3. The "I'm Not In Court, You Can't Tell Me What to Wear" Guy -- Sure, it's a pandemic and we are all broadcasting from home. None of us are dressed in our Sunday Best, exactly. I've modeled some of my finest concert t-shirts from the past decade myself. But then there's that guy who has to take it a step too far by clearly getting dressed (or not) to show his irreverence for the situation. Apparently, this became so out of control in Florida (go figure) that a judge had to drop the hammer on some attorneys who were appearing a little too laid back in their video appearances. Most conspicuous offender: Mark Lipkin, who is rumored to have appeared shirtless in a recent Zoom appearance in court.

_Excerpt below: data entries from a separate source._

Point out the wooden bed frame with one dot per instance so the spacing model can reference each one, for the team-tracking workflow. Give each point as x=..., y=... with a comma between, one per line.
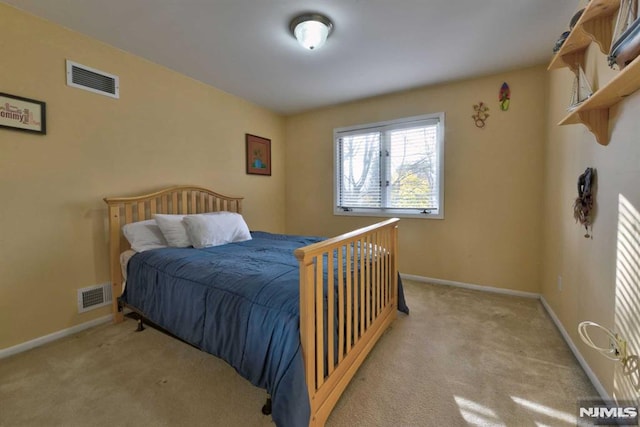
x=367, y=263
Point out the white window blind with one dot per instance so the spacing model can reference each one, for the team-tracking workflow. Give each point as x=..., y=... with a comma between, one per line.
x=390, y=168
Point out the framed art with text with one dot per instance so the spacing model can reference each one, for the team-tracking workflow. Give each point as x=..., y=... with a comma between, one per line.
x=22, y=114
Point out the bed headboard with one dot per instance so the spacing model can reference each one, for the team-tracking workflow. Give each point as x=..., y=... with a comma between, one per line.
x=183, y=200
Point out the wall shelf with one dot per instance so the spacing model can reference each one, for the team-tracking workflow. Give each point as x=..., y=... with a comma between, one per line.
x=596, y=24
x=594, y=111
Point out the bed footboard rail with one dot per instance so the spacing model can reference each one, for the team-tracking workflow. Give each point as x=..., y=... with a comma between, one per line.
x=348, y=297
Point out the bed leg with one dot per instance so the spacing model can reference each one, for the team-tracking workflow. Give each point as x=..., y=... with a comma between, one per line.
x=266, y=409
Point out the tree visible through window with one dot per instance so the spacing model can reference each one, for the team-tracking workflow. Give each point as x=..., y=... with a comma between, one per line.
x=390, y=168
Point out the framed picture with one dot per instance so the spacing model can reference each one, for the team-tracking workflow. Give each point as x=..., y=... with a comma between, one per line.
x=258, y=155
x=23, y=114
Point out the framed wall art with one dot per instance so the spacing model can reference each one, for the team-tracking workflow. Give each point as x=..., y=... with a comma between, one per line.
x=22, y=114
x=258, y=155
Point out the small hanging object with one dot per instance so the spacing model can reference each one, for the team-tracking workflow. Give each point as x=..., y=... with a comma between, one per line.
x=481, y=114
x=581, y=89
x=583, y=206
x=504, y=96
x=625, y=43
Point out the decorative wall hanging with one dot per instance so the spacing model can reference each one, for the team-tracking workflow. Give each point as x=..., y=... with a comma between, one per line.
x=625, y=42
x=481, y=114
x=22, y=114
x=258, y=155
x=504, y=96
x=583, y=206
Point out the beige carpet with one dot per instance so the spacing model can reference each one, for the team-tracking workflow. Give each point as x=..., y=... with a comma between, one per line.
x=461, y=358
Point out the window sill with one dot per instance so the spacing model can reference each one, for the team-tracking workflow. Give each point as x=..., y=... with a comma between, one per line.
x=390, y=214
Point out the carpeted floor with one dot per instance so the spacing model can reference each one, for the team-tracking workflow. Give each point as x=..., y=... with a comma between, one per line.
x=461, y=358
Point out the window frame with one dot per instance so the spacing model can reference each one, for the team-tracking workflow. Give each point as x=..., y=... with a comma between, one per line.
x=391, y=125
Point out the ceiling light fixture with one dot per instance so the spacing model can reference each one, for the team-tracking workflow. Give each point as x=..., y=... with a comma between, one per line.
x=311, y=30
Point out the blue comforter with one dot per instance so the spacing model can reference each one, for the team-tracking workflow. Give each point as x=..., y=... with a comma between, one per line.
x=239, y=302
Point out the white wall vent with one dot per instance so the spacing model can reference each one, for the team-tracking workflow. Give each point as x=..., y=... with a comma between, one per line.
x=93, y=80
x=94, y=297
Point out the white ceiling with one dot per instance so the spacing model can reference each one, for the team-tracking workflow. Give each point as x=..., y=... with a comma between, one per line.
x=378, y=46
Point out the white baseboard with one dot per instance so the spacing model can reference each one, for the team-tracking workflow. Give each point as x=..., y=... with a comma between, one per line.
x=592, y=376
x=470, y=286
x=6, y=352
x=583, y=363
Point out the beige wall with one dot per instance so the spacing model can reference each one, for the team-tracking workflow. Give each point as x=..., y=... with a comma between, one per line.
x=165, y=129
x=600, y=276
x=491, y=234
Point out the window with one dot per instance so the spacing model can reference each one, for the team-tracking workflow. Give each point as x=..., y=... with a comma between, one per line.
x=392, y=168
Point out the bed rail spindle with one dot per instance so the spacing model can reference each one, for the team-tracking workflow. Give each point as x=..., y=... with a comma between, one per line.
x=330, y=313
x=141, y=211
x=349, y=292
x=319, y=321
x=341, y=319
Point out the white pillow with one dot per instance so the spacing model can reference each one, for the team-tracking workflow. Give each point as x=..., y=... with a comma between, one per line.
x=173, y=230
x=144, y=235
x=216, y=229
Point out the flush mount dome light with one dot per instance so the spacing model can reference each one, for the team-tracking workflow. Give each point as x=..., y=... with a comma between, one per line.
x=311, y=30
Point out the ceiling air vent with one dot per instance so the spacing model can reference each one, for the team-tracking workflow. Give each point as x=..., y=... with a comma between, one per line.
x=93, y=80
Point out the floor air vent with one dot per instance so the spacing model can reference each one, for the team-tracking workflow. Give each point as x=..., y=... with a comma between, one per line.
x=94, y=297
x=93, y=80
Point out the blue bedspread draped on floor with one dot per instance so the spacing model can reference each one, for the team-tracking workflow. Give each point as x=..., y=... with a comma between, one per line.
x=238, y=301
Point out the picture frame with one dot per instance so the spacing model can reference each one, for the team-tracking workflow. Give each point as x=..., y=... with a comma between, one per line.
x=258, y=155
x=23, y=114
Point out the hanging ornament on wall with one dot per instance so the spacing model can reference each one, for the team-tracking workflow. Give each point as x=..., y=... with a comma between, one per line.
x=583, y=206
x=481, y=114
x=504, y=96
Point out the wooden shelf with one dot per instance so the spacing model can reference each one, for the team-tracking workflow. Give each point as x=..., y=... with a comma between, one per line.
x=594, y=112
x=595, y=24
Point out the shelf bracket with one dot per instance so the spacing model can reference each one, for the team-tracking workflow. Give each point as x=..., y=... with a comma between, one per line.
x=597, y=121
x=573, y=59
x=600, y=29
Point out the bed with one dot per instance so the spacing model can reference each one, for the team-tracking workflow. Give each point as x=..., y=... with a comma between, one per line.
x=296, y=315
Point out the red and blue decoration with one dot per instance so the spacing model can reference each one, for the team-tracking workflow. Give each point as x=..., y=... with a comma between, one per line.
x=504, y=96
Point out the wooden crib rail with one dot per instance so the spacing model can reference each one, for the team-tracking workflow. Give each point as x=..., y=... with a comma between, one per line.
x=348, y=297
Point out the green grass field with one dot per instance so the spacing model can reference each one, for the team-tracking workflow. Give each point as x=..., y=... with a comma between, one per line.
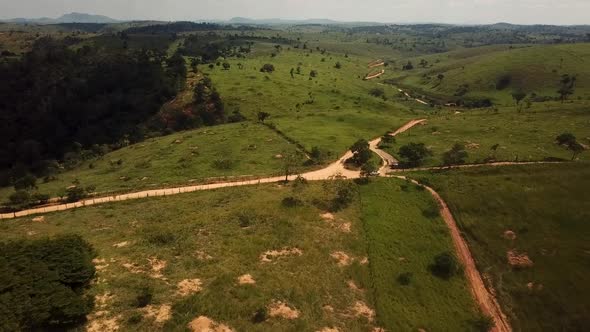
x=240, y=149
x=526, y=136
x=546, y=206
x=157, y=243
x=401, y=239
x=330, y=111
x=529, y=68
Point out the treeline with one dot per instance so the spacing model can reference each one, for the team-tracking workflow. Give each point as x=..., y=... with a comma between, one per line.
x=178, y=27
x=55, y=102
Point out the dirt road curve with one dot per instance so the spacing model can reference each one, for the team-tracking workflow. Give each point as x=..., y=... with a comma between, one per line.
x=487, y=302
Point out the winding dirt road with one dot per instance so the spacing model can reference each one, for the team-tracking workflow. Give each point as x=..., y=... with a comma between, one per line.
x=486, y=301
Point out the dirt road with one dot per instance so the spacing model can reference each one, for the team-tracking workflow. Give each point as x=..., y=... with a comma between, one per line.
x=486, y=301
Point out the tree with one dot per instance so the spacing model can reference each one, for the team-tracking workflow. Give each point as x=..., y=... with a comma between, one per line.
x=51, y=274
x=576, y=148
x=361, y=152
x=27, y=182
x=368, y=169
x=377, y=92
x=518, y=96
x=494, y=149
x=290, y=160
x=566, y=139
x=414, y=153
x=262, y=116
x=567, y=86
x=445, y=265
x=267, y=68
x=455, y=156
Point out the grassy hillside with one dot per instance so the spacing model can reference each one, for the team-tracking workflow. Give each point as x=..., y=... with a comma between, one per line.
x=401, y=240
x=242, y=149
x=154, y=246
x=526, y=136
x=331, y=111
x=546, y=208
x=496, y=71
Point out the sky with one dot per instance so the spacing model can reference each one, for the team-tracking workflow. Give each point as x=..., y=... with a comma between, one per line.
x=565, y=12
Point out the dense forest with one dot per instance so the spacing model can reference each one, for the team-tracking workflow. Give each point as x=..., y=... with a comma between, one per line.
x=56, y=100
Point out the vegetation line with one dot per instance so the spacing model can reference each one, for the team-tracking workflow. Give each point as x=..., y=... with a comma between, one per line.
x=487, y=302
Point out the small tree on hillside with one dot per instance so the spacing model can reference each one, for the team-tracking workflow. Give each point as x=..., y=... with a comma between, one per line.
x=518, y=96
x=455, y=156
x=567, y=86
x=267, y=68
x=361, y=152
x=262, y=116
x=413, y=154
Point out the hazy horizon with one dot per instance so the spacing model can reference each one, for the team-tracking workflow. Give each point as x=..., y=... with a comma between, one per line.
x=567, y=12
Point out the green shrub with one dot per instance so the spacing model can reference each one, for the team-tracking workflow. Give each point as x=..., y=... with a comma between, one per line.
x=291, y=202
x=144, y=297
x=260, y=315
x=42, y=283
x=405, y=278
x=445, y=265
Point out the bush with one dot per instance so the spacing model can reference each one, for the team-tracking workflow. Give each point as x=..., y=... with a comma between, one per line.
x=43, y=283
x=160, y=237
x=260, y=315
x=405, y=278
x=483, y=323
x=291, y=202
x=223, y=164
x=267, y=68
x=445, y=265
x=27, y=182
x=20, y=197
x=74, y=194
x=144, y=297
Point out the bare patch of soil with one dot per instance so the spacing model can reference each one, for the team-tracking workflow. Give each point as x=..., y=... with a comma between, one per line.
x=100, y=264
x=39, y=219
x=158, y=266
x=121, y=244
x=103, y=324
x=352, y=285
x=327, y=216
x=346, y=227
x=160, y=314
x=189, y=286
x=270, y=255
x=280, y=309
x=360, y=308
x=342, y=258
x=246, y=279
x=518, y=260
x=509, y=235
x=203, y=256
x=206, y=324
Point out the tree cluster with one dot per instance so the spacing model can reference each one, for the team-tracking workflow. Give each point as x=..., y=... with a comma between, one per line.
x=42, y=283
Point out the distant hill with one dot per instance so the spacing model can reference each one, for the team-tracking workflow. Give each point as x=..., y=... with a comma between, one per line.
x=278, y=21
x=67, y=18
x=497, y=71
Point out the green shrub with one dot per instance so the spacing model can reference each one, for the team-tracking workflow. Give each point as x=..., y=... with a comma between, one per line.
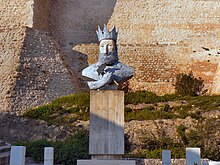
x=67, y=108
x=65, y=152
x=187, y=84
x=140, y=97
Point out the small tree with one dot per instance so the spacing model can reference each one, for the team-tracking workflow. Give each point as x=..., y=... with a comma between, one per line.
x=187, y=84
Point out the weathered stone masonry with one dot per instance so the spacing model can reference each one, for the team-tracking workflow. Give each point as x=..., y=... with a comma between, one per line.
x=46, y=43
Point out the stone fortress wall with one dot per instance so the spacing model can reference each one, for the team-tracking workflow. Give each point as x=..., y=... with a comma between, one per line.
x=46, y=43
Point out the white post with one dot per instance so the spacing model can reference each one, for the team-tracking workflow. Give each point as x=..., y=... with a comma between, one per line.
x=17, y=156
x=166, y=157
x=193, y=156
x=214, y=163
x=48, y=155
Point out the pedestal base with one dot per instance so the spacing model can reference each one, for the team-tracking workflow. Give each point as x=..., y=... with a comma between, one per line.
x=106, y=134
x=105, y=162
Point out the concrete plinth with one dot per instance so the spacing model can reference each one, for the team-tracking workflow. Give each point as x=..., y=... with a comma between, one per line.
x=106, y=136
x=105, y=162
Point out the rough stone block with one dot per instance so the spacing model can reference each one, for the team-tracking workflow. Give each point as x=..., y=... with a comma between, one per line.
x=17, y=155
x=193, y=156
x=106, y=122
x=106, y=162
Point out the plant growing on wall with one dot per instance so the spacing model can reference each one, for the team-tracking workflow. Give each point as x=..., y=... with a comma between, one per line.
x=187, y=84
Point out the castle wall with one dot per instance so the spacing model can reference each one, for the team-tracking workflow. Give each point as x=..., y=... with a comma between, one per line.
x=176, y=31
x=163, y=38
x=158, y=38
x=31, y=68
x=41, y=74
x=14, y=15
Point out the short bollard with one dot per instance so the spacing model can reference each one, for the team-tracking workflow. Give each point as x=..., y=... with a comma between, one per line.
x=17, y=155
x=214, y=163
x=48, y=155
x=193, y=156
x=166, y=157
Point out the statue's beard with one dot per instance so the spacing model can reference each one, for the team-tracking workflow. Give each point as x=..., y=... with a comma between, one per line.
x=109, y=58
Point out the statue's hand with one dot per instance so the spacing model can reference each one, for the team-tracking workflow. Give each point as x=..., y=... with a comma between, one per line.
x=105, y=80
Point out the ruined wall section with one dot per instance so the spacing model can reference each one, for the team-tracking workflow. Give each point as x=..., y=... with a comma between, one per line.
x=42, y=76
x=31, y=68
x=177, y=30
x=14, y=15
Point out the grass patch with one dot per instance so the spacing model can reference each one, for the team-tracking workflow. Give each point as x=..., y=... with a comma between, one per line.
x=65, y=109
x=65, y=152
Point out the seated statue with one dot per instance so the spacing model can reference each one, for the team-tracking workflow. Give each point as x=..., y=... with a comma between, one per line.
x=108, y=72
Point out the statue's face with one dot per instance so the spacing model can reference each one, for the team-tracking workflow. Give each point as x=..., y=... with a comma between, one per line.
x=108, y=52
x=107, y=46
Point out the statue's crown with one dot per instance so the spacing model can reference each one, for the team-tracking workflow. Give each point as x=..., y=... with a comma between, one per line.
x=105, y=34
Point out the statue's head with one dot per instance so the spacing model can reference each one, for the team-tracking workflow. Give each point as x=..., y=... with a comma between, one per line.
x=107, y=45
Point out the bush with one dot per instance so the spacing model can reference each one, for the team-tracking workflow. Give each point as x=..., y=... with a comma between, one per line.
x=65, y=152
x=140, y=97
x=64, y=109
x=187, y=84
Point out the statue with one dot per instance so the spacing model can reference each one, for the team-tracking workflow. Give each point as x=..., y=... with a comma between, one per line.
x=108, y=72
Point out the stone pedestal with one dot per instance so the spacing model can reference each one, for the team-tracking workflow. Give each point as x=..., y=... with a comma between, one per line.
x=106, y=134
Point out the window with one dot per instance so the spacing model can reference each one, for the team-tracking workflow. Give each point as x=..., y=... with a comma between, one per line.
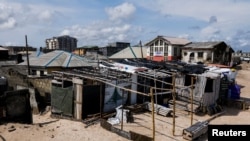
x=156, y=49
x=161, y=42
x=161, y=49
x=175, y=51
x=166, y=49
x=200, y=54
x=209, y=85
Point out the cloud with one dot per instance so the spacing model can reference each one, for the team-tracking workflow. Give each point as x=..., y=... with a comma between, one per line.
x=99, y=33
x=121, y=12
x=212, y=19
x=7, y=20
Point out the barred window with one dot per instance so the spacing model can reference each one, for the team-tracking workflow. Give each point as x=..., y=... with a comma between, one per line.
x=200, y=54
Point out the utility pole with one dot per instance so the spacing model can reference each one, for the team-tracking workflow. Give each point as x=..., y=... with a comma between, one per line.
x=141, y=50
x=27, y=54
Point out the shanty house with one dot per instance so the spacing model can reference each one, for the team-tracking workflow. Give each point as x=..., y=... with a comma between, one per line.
x=207, y=52
x=55, y=60
x=164, y=48
x=130, y=53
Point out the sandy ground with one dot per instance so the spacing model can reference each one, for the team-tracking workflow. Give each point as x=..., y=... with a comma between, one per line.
x=46, y=128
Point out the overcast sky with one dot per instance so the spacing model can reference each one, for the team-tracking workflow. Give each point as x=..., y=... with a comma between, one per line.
x=99, y=22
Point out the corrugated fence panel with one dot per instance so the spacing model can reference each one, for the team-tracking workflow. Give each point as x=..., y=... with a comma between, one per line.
x=62, y=100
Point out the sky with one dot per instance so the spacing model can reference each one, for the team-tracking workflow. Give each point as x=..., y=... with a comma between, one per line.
x=100, y=22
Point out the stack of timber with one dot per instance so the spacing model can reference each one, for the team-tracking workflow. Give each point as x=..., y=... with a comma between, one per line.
x=198, y=129
x=182, y=105
x=160, y=110
x=195, y=131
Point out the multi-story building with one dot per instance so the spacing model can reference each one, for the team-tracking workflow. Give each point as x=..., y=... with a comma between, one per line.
x=64, y=42
x=113, y=48
x=164, y=48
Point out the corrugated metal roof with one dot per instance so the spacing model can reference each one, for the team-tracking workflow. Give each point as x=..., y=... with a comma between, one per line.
x=128, y=53
x=176, y=41
x=58, y=59
x=171, y=40
x=1, y=48
x=203, y=45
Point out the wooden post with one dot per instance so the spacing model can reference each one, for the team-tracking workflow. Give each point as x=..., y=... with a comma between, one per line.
x=122, y=109
x=27, y=55
x=173, y=95
x=101, y=100
x=153, y=110
x=192, y=98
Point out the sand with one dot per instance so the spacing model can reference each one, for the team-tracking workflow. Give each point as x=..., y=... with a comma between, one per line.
x=46, y=128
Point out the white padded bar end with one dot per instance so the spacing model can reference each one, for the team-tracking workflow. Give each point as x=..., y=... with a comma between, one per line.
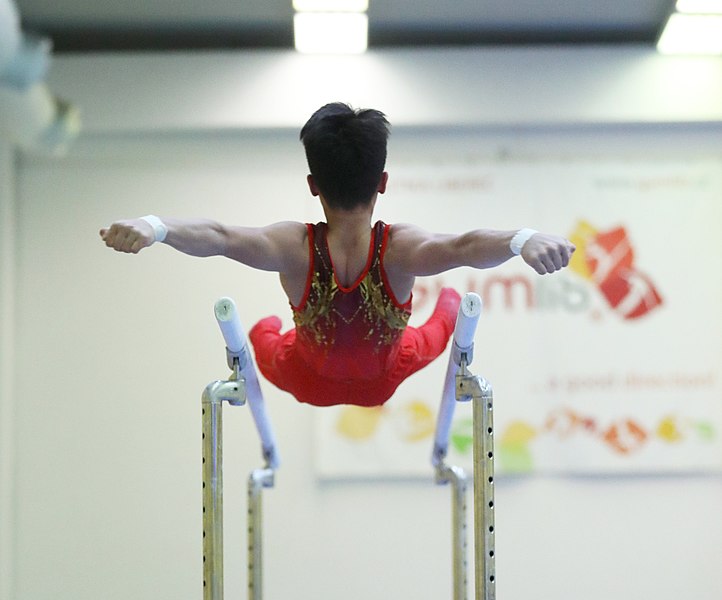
x=230, y=324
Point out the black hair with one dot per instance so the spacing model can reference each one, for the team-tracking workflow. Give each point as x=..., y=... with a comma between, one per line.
x=346, y=152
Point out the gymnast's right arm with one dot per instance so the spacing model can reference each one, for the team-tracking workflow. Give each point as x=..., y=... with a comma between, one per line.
x=269, y=248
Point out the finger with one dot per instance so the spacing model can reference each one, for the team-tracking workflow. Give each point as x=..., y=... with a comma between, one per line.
x=137, y=245
x=547, y=263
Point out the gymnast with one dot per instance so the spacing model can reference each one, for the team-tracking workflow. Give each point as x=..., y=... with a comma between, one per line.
x=348, y=282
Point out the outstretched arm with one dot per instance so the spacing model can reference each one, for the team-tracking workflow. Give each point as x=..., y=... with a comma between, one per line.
x=415, y=252
x=278, y=247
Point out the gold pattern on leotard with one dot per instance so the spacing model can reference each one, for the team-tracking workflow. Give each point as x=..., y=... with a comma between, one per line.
x=367, y=307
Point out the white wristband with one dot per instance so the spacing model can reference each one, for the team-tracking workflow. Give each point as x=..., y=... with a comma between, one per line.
x=520, y=238
x=159, y=228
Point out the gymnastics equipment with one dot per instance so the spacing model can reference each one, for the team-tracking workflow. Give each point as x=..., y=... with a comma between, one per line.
x=461, y=386
x=241, y=387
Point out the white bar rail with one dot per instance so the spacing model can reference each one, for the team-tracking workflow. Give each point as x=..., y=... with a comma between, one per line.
x=463, y=342
x=237, y=346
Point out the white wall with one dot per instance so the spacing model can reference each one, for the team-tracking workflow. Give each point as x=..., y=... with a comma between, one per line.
x=112, y=352
x=7, y=348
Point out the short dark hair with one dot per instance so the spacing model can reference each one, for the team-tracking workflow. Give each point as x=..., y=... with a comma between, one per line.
x=346, y=152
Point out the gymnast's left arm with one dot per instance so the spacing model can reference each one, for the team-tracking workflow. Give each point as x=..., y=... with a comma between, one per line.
x=417, y=252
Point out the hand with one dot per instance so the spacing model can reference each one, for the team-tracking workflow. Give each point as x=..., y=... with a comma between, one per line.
x=547, y=253
x=129, y=236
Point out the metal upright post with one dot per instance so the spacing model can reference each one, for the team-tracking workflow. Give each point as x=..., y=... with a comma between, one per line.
x=258, y=479
x=212, y=497
x=482, y=396
x=457, y=478
x=215, y=393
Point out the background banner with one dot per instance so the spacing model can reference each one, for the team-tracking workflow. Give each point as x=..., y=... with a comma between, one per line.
x=613, y=365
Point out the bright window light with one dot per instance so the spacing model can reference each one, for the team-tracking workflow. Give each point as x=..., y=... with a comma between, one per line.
x=331, y=33
x=691, y=34
x=331, y=5
x=703, y=7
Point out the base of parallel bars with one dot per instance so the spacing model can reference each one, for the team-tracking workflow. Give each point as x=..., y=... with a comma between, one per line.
x=484, y=528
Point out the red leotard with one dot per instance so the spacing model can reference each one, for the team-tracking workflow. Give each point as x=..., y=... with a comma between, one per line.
x=350, y=345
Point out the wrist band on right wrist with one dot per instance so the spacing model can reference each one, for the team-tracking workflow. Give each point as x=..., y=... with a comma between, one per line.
x=159, y=228
x=520, y=238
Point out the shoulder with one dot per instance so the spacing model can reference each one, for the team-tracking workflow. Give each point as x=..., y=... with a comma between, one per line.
x=401, y=236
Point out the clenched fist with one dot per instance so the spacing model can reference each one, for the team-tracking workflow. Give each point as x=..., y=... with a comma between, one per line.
x=129, y=236
x=547, y=253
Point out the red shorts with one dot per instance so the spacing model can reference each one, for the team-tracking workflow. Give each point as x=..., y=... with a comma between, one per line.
x=280, y=363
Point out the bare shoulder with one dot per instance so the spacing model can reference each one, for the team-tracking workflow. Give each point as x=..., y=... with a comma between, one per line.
x=290, y=239
x=403, y=235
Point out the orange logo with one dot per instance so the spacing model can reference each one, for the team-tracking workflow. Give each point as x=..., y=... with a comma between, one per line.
x=606, y=258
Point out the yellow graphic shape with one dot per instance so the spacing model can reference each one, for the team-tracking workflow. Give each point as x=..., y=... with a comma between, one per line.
x=358, y=422
x=668, y=430
x=580, y=237
x=414, y=421
x=514, y=453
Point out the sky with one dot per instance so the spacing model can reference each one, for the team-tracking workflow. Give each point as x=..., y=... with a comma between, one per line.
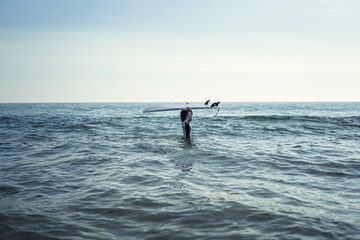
x=179, y=50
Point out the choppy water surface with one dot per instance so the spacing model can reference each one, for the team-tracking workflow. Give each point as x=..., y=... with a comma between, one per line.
x=108, y=171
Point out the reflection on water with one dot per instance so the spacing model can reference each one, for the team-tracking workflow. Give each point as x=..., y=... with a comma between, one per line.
x=107, y=171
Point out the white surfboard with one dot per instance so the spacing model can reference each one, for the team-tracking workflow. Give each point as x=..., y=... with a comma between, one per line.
x=169, y=108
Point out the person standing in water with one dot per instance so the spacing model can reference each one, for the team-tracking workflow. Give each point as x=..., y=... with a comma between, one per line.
x=186, y=118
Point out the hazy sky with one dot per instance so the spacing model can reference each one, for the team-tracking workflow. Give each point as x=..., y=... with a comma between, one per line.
x=179, y=50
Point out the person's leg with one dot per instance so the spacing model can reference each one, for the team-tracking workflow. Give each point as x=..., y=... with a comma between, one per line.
x=187, y=130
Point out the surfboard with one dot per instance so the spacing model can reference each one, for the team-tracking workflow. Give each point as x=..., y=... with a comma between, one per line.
x=175, y=108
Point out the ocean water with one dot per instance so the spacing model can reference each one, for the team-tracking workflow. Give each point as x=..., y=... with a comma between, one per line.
x=108, y=171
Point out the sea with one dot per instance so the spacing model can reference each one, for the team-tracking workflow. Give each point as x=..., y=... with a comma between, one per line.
x=109, y=171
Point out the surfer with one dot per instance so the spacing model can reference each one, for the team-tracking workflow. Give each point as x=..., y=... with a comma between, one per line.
x=186, y=118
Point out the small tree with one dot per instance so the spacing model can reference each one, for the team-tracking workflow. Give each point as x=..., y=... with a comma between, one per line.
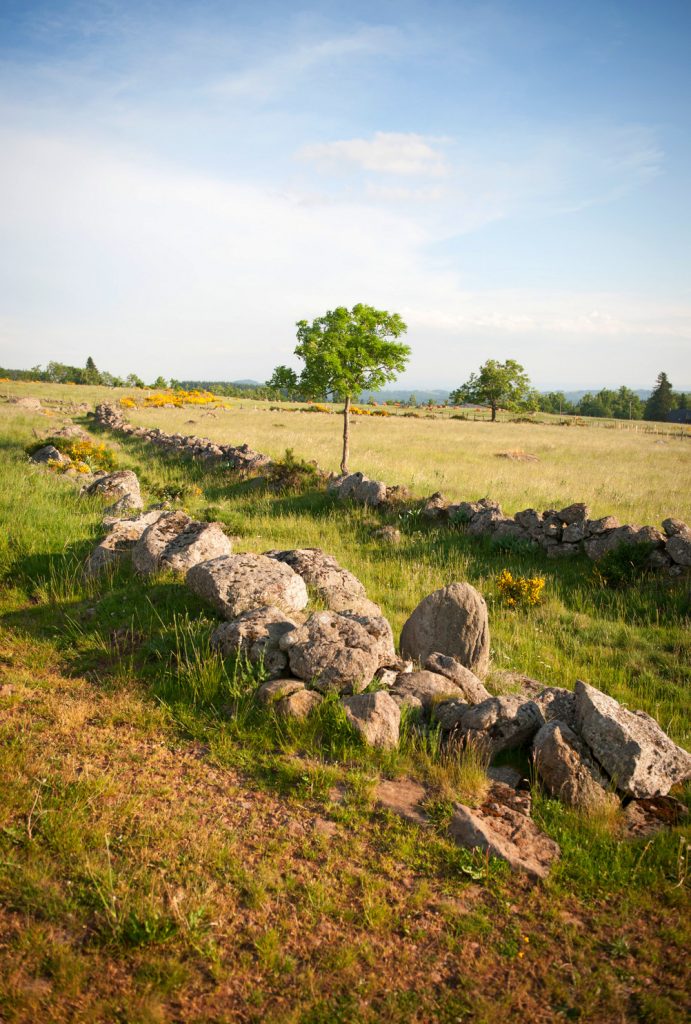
x=348, y=350
x=661, y=400
x=498, y=385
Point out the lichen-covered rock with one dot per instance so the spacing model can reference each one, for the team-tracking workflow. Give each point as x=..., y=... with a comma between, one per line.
x=256, y=635
x=451, y=621
x=502, y=723
x=122, y=487
x=565, y=767
x=176, y=542
x=339, y=651
x=472, y=689
x=238, y=583
x=338, y=588
x=376, y=717
x=637, y=755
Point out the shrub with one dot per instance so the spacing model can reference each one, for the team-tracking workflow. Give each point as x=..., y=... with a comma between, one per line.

2. The Boring Background Prosecutor -- This one describes the prosecutor with the least imaginative background while talking. While some prosecutors are sitting at their breakfast table or perhaps home office, the Boring Background Prosecutor has selected the blandest setting possible to set up shop. Also qualifying under this category is the prosecutor who has selected something really boring as their artificial backdrop. Seriously, if you are going to use a backdrop, be somewhat imaginative. A courtroom setting and/or a view of the CJC, for instance, is lame, Ryan McLearen. Most conspicuous offender: Cristina Platter, who conferenced in from a white-walled room devoid of photos, artwork, windows, or color. I was concerned that perhaps she had broken into a vacant apartment for the conference call. Seriously, I've seen hostage videos filmed in locations that showed more pizzazz.
1. The "Let Me Take You on A Journey" Attorney -- This is the lawyer on a laptop who just can't sit still while waiting for his or her turn to talk. He or she picks up the laptop and goes for a stroll around the house. This, as it turns out, also makes the camera cut to you and gives everyone watching the screen a severe case of sea sickness-induced nausea. For the love of God, please stop. I will chip in to get you a desktop, just please stop moving. You have the option of turning the camera off for whatever reason you need. Movement is one of those reasons! Most conspicuous offender: Beth Exley, who took us all on an IMAX-worthy-tour-of-her-house-as-seen-over-her-shoulder yesterday in the 185th Zoom conference.
So, there you have it. If you have additional categories that you would like to add, please do so in the comments. If I named you in this post, don't be mad. I wouldn't have named you if I didn't think you could take a joke!